We’ve ended up with a large social circle who are in the same place as us in a lot of ways. Most are in their 30s and 40s, urban professionals, in long-term relationships. All are people who are healthy and confident in themselves and their partners, and all are people who place a greater-than-average value on enjoying sex.
The foundations of these friendships are the usual stuff: we discuss career options in our various industries, seek parenting advice from those with similarly aged kids, talk about politics, vacation destinations, etc. Some of our friends from this circle we see fairly frequently, but haven’t slept with in over a year. The important thing is that the option for sex is there if the time feels right.
And the sex with friends thing is bloody great for women. I mean, everything that goes on has to be okay with all the parties involved, but often it seems the girls have the most fun, and also the most power.
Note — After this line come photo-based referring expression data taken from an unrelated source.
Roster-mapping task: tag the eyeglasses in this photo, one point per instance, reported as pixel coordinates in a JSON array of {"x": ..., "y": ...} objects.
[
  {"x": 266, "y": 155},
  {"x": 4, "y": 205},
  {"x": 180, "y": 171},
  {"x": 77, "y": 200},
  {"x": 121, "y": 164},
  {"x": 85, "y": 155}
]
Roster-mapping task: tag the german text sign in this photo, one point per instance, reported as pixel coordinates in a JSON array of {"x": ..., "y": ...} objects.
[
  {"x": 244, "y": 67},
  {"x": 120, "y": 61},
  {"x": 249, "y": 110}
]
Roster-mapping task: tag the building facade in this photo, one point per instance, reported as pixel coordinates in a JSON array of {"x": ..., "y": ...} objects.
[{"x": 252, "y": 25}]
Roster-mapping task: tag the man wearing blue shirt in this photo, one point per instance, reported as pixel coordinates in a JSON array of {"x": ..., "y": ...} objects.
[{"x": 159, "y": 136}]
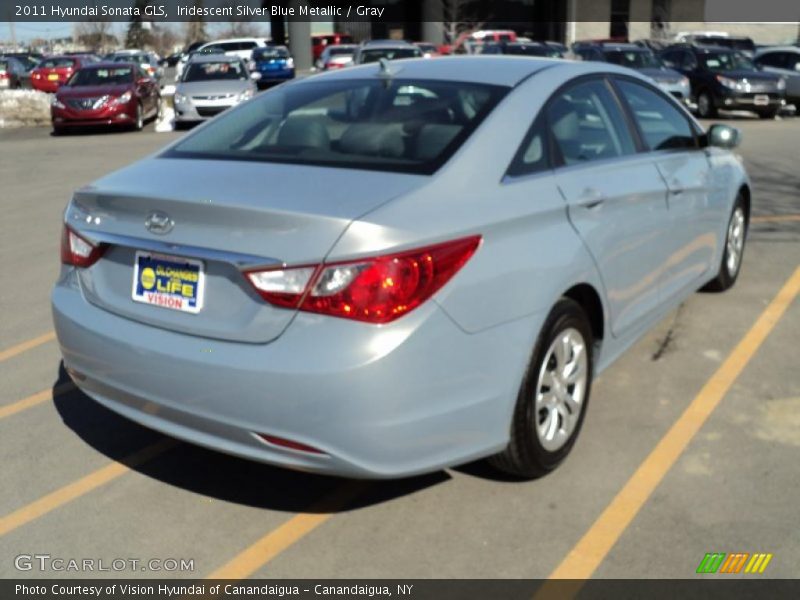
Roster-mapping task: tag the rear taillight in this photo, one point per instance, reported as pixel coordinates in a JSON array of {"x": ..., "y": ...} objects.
[
  {"x": 78, "y": 251},
  {"x": 376, "y": 290}
]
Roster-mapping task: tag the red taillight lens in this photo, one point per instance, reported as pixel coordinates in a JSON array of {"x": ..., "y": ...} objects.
[
  {"x": 77, "y": 251},
  {"x": 375, "y": 290}
]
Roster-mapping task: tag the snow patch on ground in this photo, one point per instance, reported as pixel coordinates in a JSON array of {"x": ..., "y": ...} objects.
[{"x": 24, "y": 108}]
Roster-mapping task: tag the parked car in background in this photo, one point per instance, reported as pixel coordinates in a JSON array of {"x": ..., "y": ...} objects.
[
  {"x": 375, "y": 50},
  {"x": 210, "y": 84},
  {"x": 727, "y": 79},
  {"x": 539, "y": 49},
  {"x": 106, "y": 94},
  {"x": 13, "y": 75},
  {"x": 557, "y": 47},
  {"x": 428, "y": 50},
  {"x": 467, "y": 42},
  {"x": 783, "y": 61},
  {"x": 643, "y": 60},
  {"x": 321, "y": 41},
  {"x": 241, "y": 47},
  {"x": 336, "y": 57},
  {"x": 436, "y": 278},
  {"x": 54, "y": 71},
  {"x": 29, "y": 60},
  {"x": 148, "y": 61},
  {"x": 274, "y": 63}
]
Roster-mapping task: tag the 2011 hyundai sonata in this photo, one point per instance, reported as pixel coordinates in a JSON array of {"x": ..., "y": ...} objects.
[{"x": 399, "y": 267}]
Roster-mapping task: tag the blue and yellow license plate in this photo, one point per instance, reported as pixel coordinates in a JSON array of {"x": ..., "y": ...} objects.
[{"x": 168, "y": 281}]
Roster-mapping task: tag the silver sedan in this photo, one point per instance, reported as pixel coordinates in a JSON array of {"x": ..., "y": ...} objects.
[{"x": 399, "y": 267}]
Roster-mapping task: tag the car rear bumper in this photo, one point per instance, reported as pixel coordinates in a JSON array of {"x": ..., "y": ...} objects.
[{"x": 401, "y": 399}]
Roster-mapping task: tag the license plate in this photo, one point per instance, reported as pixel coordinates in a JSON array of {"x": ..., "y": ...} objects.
[{"x": 168, "y": 282}]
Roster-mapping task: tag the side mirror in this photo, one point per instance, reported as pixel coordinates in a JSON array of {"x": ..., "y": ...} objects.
[{"x": 723, "y": 136}]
When meeting a new couple or when deciding that you and your partner might like to broach the idea of sexy stuff with existing friends, it’s almost always the female half of the couple who gets to decide if, how and when they want things to happen.
Not to get too deeply into it here, since this isn’t an academic paper, but there are plenty of sociological and psychoanalytical theorists whose writings point to how female-empowering alternative sexual practices can be. The common theme amongst these writers is that the ideology of romantic love equaling sexual exclusivity historically caused an imbalance of power, limiting women’s sexual expression. Where women in past were pressed to be sexually exclusive with their husbands in order to produce legitimate heirs, modern women are more and more able to separate the ideas of sex and love and as a result enjoy themselves in a much greater range of ways (with another woman, with sex toys, with two guys at once, wherever our desires take us).
Now, as much as my husband and I and our friends might fancy ourselves freewheeling libertines, flitting about from orgy to orgy with abandon, like everything in life it’s not that simple. For one thing, sexually transmitted infections are necessarily a concern. Condoms are an absolute must, of course, but even if the condom stays in place and doesn’t break, there are plenty of other bodily fluids on the fly at the typical group sex session.
Most couples we know who have sex with other people take the risks of both infection and accidental pregnancy much more seriously than the average sexually active person would.
And then there are the emotional considerations. Often people’s first question about having sex with others is, “Don’t you get jealous?” For us, the answer is no, we’ve never once been jealous of each other, mostly because we’re always together in the adventures, and also maybe because it’s just the way we’re wired.
Jealousy can crop up between couples, though. For example, you might want to set up a night out with couple X, but find out that they’ve got plans to hang out with couple Y for the second weekend in a row, and you and your partner might feel kind of left out.
Another thing is the risk of outright rejection. If you’re going to be having sex with people you really like, any rejection you face might hit you harder. It’s not the same as approaching someone in a sex club and getting turned down (maybe there was something in your teeth?). With friends, they really know you, and if they don’t want to get naked with you, it could be physical, or it could be something else about you that they’re suddenly not so into.
To steel yourself up against any negativity, you’ve got to be both super comfortable with yourself and with whom you are as a couple. It’s a team sport where everyone wins, but you’re always going to be playing on the same team, the one with your incomparable mate.
While some may worry that occasionally having some company in the bedroom is risky for the health of their primary relationship, in our experience it’s always been emotionally unambiguous, remarkably so. We love each other as committed soulmates, we love our friends for who they are: wonderful, sexy people.